Source: cirosantilli/mlperf-v2-1-resnet

= MLperf v2.1 ResNet
{tag=ResNet}

Instructions at:
* https://github.com/mlcommons/inference/blob/v2.1/vision/classification_and_detection
* https://github.com/mlcommons/inference/blob/v2.1/vision/classification_and_detection/GettingStarted.ipynb

<Ubuntu 22.10> setup with tiny dummy manually generated <ImageNet> and run on <ONNX>:
``
sudo apt install pybind11-dev

git clone https://github.com/mlcommons/inference
cd inference
git checkout v2.1

virtualenv -p python3 .venv
. .venv/bin/activate
pip install numpy==1.24.2 pycocotools==2.0.6 onnxruntime==1.14.1 opencv-python==4.7.0.72 torch==1.13.1

cd loadgen
CFLAGS="-std=c++14" python setup.py develop
cd -

cd vision/classification_and_detection
python setup.py develop
wget -q https://zenodo.org/record/3157894/files/mobilenet_v1_1.0_224.onnx
export MODEL_DIR="$(pwd)"
export EXTRA_OPS='--time 10 --max-latency 0.2'

tools/make_fake_imagenet.sh
DATA_DIR="$(pwd)/fake_imagenet" ./run_local.sh onnxruntime mobilenet cpu --accuracy
``

Last line of output on <ciro santilli s hardware/P51>, which appears to contain the benchmark results
``
TestScenario.SingleStream qps=58.85, mean=0.0138, time=0.136, acc=62.500%, queries=8, tiles=50.0:0.0129,80.0:0.0137,90.0:0.0155,95.0:0.0171,99.0:0.0184,99.9:0.0187
``
where presumably `qps` means queries per second, and is the main results we are interested in, the more the better.

Running:
``
tools/make_fake_imagenet.sh
``
produces a tiny <ImageNet subset> with 8 images under `fake_imagenet/`.

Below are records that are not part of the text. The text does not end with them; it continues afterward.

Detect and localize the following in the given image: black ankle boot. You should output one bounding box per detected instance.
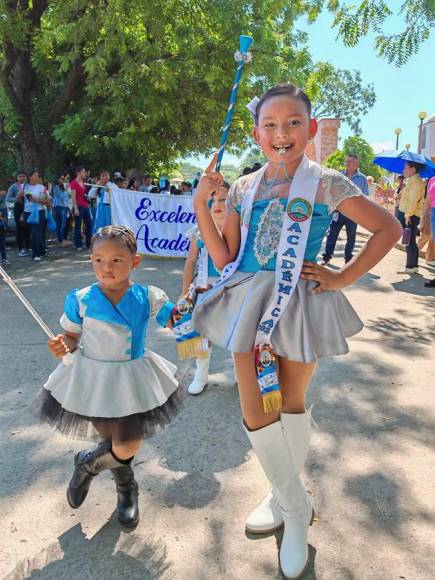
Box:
[66,441,122,509]
[112,465,139,528]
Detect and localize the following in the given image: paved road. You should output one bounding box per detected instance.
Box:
[0,238,435,580]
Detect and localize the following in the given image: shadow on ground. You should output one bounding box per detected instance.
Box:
[4,517,171,580]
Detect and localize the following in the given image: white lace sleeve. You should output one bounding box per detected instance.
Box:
[148,286,169,316]
[225,172,257,214]
[317,167,362,213]
[185,225,201,242]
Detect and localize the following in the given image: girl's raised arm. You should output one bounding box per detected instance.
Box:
[301,195,402,294]
[181,236,199,296]
[193,154,240,270]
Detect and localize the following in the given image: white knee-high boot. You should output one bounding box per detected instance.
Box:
[187,347,211,395]
[246,421,309,579]
[246,411,312,534]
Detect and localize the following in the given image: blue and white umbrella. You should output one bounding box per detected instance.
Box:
[373,149,435,177]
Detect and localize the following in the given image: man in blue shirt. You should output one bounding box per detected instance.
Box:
[6,171,30,257]
[322,153,369,265]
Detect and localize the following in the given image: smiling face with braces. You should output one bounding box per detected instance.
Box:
[254,95,317,172]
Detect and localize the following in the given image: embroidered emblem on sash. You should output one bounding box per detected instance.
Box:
[287,197,313,222]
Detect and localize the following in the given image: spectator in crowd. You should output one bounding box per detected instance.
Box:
[51,172,70,246]
[88,169,118,234]
[0,190,10,266]
[421,177,435,288]
[24,170,50,262]
[397,161,425,274]
[113,171,128,189]
[69,165,92,252]
[63,173,74,240]
[159,177,170,195]
[394,175,405,218]
[127,177,141,191]
[322,153,369,266]
[181,181,192,195]
[367,175,376,201]
[192,171,201,195]
[6,171,30,257]
[140,175,153,193]
[417,179,435,266]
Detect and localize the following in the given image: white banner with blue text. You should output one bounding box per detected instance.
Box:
[112,189,196,258]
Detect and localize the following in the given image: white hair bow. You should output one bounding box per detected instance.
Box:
[246,97,260,119]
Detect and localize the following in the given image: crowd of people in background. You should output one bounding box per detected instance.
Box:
[0,159,435,287]
[0,166,199,265]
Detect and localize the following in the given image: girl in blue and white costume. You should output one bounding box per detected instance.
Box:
[181,182,230,395]
[36,226,182,527]
[193,85,401,578]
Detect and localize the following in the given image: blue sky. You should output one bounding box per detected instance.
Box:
[189,7,435,166]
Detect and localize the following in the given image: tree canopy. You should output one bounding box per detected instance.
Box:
[0,0,374,177]
[329,0,435,66]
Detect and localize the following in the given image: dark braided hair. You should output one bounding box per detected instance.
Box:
[91,225,137,254]
[255,83,311,125]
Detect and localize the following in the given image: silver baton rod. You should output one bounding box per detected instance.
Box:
[0,266,71,364]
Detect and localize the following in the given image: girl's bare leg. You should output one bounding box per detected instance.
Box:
[234,352,279,431]
[234,352,316,431]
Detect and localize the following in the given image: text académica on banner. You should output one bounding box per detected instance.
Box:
[112,189,196,257]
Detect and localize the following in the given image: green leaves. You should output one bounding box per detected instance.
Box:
[329,0,435,67]
[0,0,374,172]
[306,62,376,135]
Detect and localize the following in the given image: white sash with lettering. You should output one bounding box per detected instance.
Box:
[195,244,208,288]
[213,155,321,312]
[255,156,321,345]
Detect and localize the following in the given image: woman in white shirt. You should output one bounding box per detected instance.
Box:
[24,171,50,262]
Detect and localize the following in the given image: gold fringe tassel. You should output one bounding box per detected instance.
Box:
[263,391,282,413]
[177,336,210,359]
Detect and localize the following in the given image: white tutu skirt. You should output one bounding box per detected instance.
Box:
[35,349,184,443]
[193,270,363,363]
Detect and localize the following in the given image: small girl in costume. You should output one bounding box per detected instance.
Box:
[192,85,401,578]
[37,225,182,527]
[182,182,230,395]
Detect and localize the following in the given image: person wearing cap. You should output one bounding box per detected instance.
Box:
[88,169,119,234]
[6,171,30,258]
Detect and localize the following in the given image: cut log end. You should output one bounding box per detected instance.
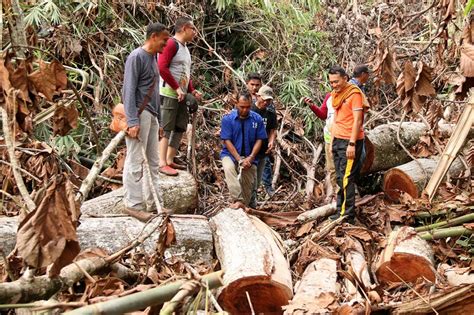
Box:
[383,168,420,200]
[376,226,436,283]
[377,253,436,283]
[218,276,292,314]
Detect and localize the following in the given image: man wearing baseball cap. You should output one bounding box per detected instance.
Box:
[249,85,277,208]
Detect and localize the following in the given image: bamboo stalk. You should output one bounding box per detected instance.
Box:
[0,105,36,213]
[65,271,224,315]
[415,213,474,232]
[418,226,473,241]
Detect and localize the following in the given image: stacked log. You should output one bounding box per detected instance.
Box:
[284,258,339,314]
[0,215,214,266]
[362,122,474,173]
[81,171,198,216]
[376,226,436,283]
[210,209,293,314]
[383,159,465,200]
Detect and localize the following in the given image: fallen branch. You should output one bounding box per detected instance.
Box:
[423,99,474,201]
[76,131,125,202]
[65,271,224,315]
[0,107,36,212]
[415,213,474,232]
[418,226,474,241]
[0,216,168,304]
[297,194,379,223]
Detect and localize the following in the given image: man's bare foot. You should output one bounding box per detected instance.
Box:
[229,201,245,210]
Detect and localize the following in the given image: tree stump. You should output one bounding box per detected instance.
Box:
[376,226,435,283]
[0,215,214,265]
[284,258,339,314]
[210,209,292,314]
[81,171,198,216]
[383,159,465,200]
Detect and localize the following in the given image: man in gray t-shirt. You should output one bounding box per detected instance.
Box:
[122,23,169,221]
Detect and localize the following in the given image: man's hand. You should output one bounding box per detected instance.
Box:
[176,87,186,102]
[346,145,355,160]
[127,126,140,138]
[242,156,253,170]
[265,141,275,154]
[193,90,202,101]
[303,97,314,105]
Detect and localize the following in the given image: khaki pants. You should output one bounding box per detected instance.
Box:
[324,143,338,197]
[160,96,189,150]
[123,110,160,210]
[222,156,257,206]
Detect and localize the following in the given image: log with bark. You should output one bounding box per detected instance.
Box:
[284,258,339,314]
[65,271,223,315]
[376,226,436,283]
[0,257,110,304]
[81,171,198,216]
[210,209,292,314]
[383,159,465,200]
[0,215,214,265]
[362,122,474,173]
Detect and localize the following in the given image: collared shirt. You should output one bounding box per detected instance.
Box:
[252,103,278,158]
[349,78,365,94]
[221,109,267,164]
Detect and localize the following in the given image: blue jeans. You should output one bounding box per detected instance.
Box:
[250,156,273,206]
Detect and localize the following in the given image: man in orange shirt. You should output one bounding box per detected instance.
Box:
[329,66,368,223]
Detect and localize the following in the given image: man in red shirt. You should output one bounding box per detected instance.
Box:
[158,17,202,176]
[329,66,368,223]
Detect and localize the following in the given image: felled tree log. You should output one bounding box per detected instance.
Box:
[0,215,214,265]
[284,258,339,314]
[81,171,198,216]
[65,271,223,315]
[210,209,292,314]
[376,226,435,283]
[383,159,465,200]
[391,284,474,315]
[0,257,109,304]
[362,122,474,173]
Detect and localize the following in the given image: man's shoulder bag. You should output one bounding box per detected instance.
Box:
[109,77,156,133]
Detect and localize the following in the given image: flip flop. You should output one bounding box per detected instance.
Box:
[158,165,178,176]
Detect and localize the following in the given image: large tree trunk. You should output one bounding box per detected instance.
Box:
[210,209,292,314]
[362,122,474,173]
[376,226,435,283]
[0,215,214,265]
[81,171,198,216]
[284,258,339,314]
[383,159,465,199]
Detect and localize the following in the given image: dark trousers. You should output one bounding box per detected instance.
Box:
[332,138,365,219]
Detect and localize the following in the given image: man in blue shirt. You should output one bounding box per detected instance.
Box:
[221,92,267,208]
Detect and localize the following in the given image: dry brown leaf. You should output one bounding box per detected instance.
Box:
[373,42,398,86]
[74,247,109,261]
[397,61,436,113]
[16,175,80,275]
[296,222,313,237]
[53,105,79,136]
[84,276,127,300]
[344,227,373,242]
[28,60,67,101]
[165,221,176,247]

`fake_imagenet/val_map.txt` contains:
``
val/800px-Porsche_991_silver_IAA.jpg 817
val/512px-Cacatua_moluccensis_-Cincinnati_Zoo-8a.jpg 89
val/800px-Sardinian_Warbler.jpg 13
val/800px-7weeks_old.JPG 207
val/800px-20180630_Tesla_Model_S_70D_2015_midnight_blue_left_front.jpg 817
val/800px-Welsh_Springer_Spaniel.jpg 156
val/800px-Jammlich_crop.jpg 233
val/782px-Pumiforme.JPG 285
``
where the numbers are the category indices from <ImageNet1k>. At https://gist.github.com/yrevar/942d3a0ac09ec9e5eb3a see e.g.:
* 817: 'sports car, sport car',
* 89: 'sulphur-crested cockatoo, Kakatoe galerita, Cacatua galerita',
and so on, so they are coherent with the image names. By quickly looking at the script we see that it just downloads from Wikimedia and manually creates the file.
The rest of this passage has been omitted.